[First posted in 2009, this is my apparently now-traditional New Year's Day repost. Enjoy, fellow stupid optimists! -- Wesley M.]
As usual, James Lileks not only manages to post more regularly these last few weeks than I have but also to hit on something I've been thinking myself:
At a party tonight I had an odd, fleeting thought: India is moving troops to the Pakistan border to match their counterpart’s actions; there are earthquakes under Yellowstone which probably won’t trigger the caldera and blot the sun with a mantle of Satan's dandruff but you never know; Israel is engaged in a major operation against Cynthia McKinney, and most of the domestic news is horrible economic stats—people are buying less jewelry!—or tales of shameless corruption about a governor with a large amount of black hay on his head. Yet here we are, crowded in the kitchen, laughing and talking and watching the kids run around, clinking our glasses and urging the new year to Bring It On. We’re a resilient people.True, my wife and I have spent a relatively quiet holiday season at home this year rather than clinking glasses with relatives and friends, but I know what he means. And I know that earlier in my life, I would have fallen into the we're just not paying attention camp.
Or, we’re just not paying attention.
It's a dark place, that camp, where nothing breaks through the clouds covering the future of the country (and the world), but it does have a certain appeal. Like being able to consider yourself smarter and more perceptive than all those annoying optimists, with their even-more-annoying comments about how we've gotten through worse before and it's really not as bad as all that today. Not to mention being able to feel more emotionally resilient, because you have the cojones to look the acne-scarred face of our bleak future straight in its bloodshot eyes.
It's all spinning out of control and going to hell, after all! Why can't those optimists just open their happy-ending eyes and see?!
They need us, damn it, we would think with pride. Because we're going to save the optimists from themselves.
Of course, over the last decade in particular, I've gone from being an utter pessimist to an unrepentant optimist. Maybe it's just getting older, or having seen the Cold War end and the Soviet Union fall, or finally picking up on all the small signs of hope I never gave enough credit to before, whether it's people half my age who already understand the lessons I took another 20 years of life to learn or editing peer-reviewed environmental study after peer-reviewed environmental study that have convinced me we are not facing imminent global catastrophe but are, in fact, making real progress.
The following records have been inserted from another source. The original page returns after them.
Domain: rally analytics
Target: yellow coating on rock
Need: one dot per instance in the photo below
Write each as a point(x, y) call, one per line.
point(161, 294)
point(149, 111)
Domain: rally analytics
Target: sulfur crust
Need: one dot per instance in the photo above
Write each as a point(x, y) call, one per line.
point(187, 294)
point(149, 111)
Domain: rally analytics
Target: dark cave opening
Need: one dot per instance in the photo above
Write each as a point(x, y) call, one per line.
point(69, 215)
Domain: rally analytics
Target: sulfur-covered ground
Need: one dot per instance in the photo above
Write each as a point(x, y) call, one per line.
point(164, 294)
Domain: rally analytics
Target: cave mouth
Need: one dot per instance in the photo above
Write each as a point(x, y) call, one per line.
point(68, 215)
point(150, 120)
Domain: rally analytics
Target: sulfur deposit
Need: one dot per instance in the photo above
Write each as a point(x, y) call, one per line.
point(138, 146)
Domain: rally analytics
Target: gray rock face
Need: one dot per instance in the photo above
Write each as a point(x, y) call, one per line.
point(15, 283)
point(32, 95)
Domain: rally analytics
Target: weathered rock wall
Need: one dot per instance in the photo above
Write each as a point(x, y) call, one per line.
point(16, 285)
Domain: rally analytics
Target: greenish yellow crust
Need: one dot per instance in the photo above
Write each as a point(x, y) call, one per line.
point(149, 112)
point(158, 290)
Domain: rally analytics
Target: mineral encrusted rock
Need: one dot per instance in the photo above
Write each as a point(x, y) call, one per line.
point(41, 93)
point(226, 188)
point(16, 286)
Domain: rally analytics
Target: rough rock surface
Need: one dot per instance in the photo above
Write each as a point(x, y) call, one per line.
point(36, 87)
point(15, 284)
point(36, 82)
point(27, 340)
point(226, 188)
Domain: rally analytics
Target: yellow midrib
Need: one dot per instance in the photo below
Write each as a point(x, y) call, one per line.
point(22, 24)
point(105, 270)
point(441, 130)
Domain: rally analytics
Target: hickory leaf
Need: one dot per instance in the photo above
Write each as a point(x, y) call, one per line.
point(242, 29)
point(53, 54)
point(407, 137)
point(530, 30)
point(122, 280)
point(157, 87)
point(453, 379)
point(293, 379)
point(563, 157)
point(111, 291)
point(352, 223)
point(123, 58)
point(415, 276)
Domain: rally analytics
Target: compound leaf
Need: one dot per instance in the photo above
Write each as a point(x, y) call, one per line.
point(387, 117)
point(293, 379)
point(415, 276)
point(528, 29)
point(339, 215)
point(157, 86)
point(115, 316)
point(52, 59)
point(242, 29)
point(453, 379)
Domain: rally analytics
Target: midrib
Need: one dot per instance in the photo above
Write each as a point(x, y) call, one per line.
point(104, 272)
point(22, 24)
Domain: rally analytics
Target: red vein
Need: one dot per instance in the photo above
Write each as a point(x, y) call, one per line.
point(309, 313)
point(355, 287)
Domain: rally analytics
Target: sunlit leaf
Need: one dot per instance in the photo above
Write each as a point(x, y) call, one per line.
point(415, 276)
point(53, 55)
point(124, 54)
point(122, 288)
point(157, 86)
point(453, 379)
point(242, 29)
Not that I want to move to China and eat fish out of the Yangtze River, mind you, but I've lost my patience with Ten Years Left To Save The Planet! That kind of doomsday pessimism once gave me an emotional thrill like some weird sort of scientific bungee-jumping, but these days, heights just make me nervous.
My wife has had a parallel experience, which we discovered not long ago while watching the "Charlton Heston Apocalyptic Trilogy": Planet of the Apes, The Omega Man, and Soylent Green. I think it was during Soylent Green that we realized we had both grown up on doomsayers, whether the Club of Rome and Paul Ehrlich or films that predicted the end of the world at somewhere around 10 years ago. And that not only had this totally colored our view of the world when we were growing up, it had created a filter that we'd carried through into our adult lives.
Of course, James Lileks hit on this once as well, and summed it up better than I could:
I am not susceptible to disaster scenarios. I do not believe we have ten years to prevent the inevitable collapse of civilization. As long as I can remember I have been fed end-times scenarios—death by ice, death by fire, death by famine, death by smothering from heaps of clambering humans scrabbling for purchase on an overpopulated world, death by full-scale nuclear exchange, death by unstoppable global AIDS, death by a two-degree rise in temperatures, death by radon, death by alar, death by inadvertent Audi acceleration, death by juju. Doesn’t mean we won’t die of juju. But somehow we survive. The only thing I take away is a vague wistful wonder what it would be like to live in an era when things were generally so bad that the futurists spent their time assuring us it would be better. Say what you will about the past, but at least they had a future. All I've ever had, according to the experts, is a grim narrow window of heedless ignorant bliss followed by a dystopian irradiated world characterized by scarcity, mutation, and quite possibly intelligent chimps. You have no future. Oh, and don’t smoke!Count me in with the stupid optimists. I expect great things in 2009, even with all the bad things I'm sure will also happen. And if 2009 disappoints me, I'll expect still greater things out of 2010, or 2011, or 2012.
I’m a stupid optimist. Either the vehicle that takes me to the boneyard will get six miles per gallon of processed dinosaur, or it will run for ninety days on a milliliter of Sea-Monkey urine. Either way, all in all, we’ll make it.
Because even with all the problems we have today—and I'm not saying that we don't have problems—things are better than they were 20 years ago. And 20 years ago, I wouldn't have been able to bring myself to say that, though I can today. That alone tells me something.
It tells me that the pessimists need us, damn it, as I now think with pride. And that we're going to save the pessimists from themselves.